After a long absence from my blog and from travel, I am extremely pleased to have been able to once again take in an exhibition. I don’t know if the Martin Parr show at the Villa Medici was intended to be a show for COVID-times, or if it is merely a happy coincidence, however, the exhibition is a photography show in the open air. I have rarely experienced these other than on the fence that runs along Les Jardins du Luxembourg in Paris, which is OK, but a rather terrible setting, and the odd temporary things you meet on the road that are neither curated, nor usually very interesting.
The Parr show on the contrary is well thought out and placed in a corner of the Villa Medici gardens, high above the rooftops of Rome. Using various formats from maybe 1.5 m tall by 4 m wide, to smaller 30 cm by 40 cm, a couple even smaller, and finally a few lawn loungers with Parr images printed on the seating fabric. The show offers various views of Parr’s work in an unusual setting.

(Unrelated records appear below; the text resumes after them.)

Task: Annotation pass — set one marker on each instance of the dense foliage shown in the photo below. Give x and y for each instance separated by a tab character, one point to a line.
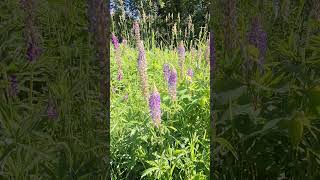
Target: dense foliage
51	126
179	147
267	109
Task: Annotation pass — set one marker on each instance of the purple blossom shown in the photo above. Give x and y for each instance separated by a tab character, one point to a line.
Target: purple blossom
136	30
142	68
212	52
181	54
258	38
154	106
193	51
124	42
51	110
33	51
166	71
199	57
13	90
208	51
126	97
120	75
115	41
173	83
190	73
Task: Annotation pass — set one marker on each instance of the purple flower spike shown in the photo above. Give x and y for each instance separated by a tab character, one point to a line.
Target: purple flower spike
51	111
124	42
33	52
120	76
258	38
125	98
13	90
173	84
190	73
136	30
166	71
154	106
115	41
142	68
181	54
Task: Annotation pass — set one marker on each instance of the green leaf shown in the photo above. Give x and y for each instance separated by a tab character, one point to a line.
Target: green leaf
148	171
295	128
223	142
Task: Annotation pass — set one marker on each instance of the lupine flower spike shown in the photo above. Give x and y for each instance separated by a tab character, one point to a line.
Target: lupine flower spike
258	38
136	30
51	110
189	74
13	90
115	43
154	106
166	71
173	84
181	54
142	68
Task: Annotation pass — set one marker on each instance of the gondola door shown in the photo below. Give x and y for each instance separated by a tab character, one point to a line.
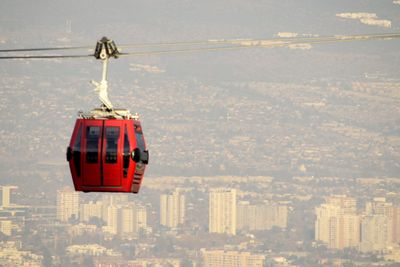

This section of the Villa Medici gardens are laid out with a grid gravel path and tall hedges that make up large rectangular spaces of grass with a few architectural fragments, the occasional sculpture, but still quite formal. You walk the path, get to an opening and step in. There are ‘6 rooms’ in the show, closed off with fences and images on two ends. The show takes up only a portion of the whole garden, and the balance is blocked off for those that pay for another ticket to tour the gardens. Not cool, but at COVID times, I guess any museum is excused for gouging a little. It has been a heavy drought in the money department for most all of them, the private ones in particular.
Unfortunately for me, I guess I have seen too many Parr shows in the past few years and found that most of the images in this show are retreads of greatest hits. The scale of the images do nothing for quality, and the fact that they are set the way they are, exposed to the elements, it is perhaps understandable that it is more about the image than the quality of printing. As prolific as Parr is, there is a certain disappointment – at least on my part – when you see the same lady on the beach with her eye protection, and the man with the hat not quite covering the bald spot. But, I must say, I was happy just to be there and see photography once again.
Was it great? No. Was it worth seeing? Yes. Would I pay for it if I knew what I was going to get? Probably. I was just happy to be among photographs again.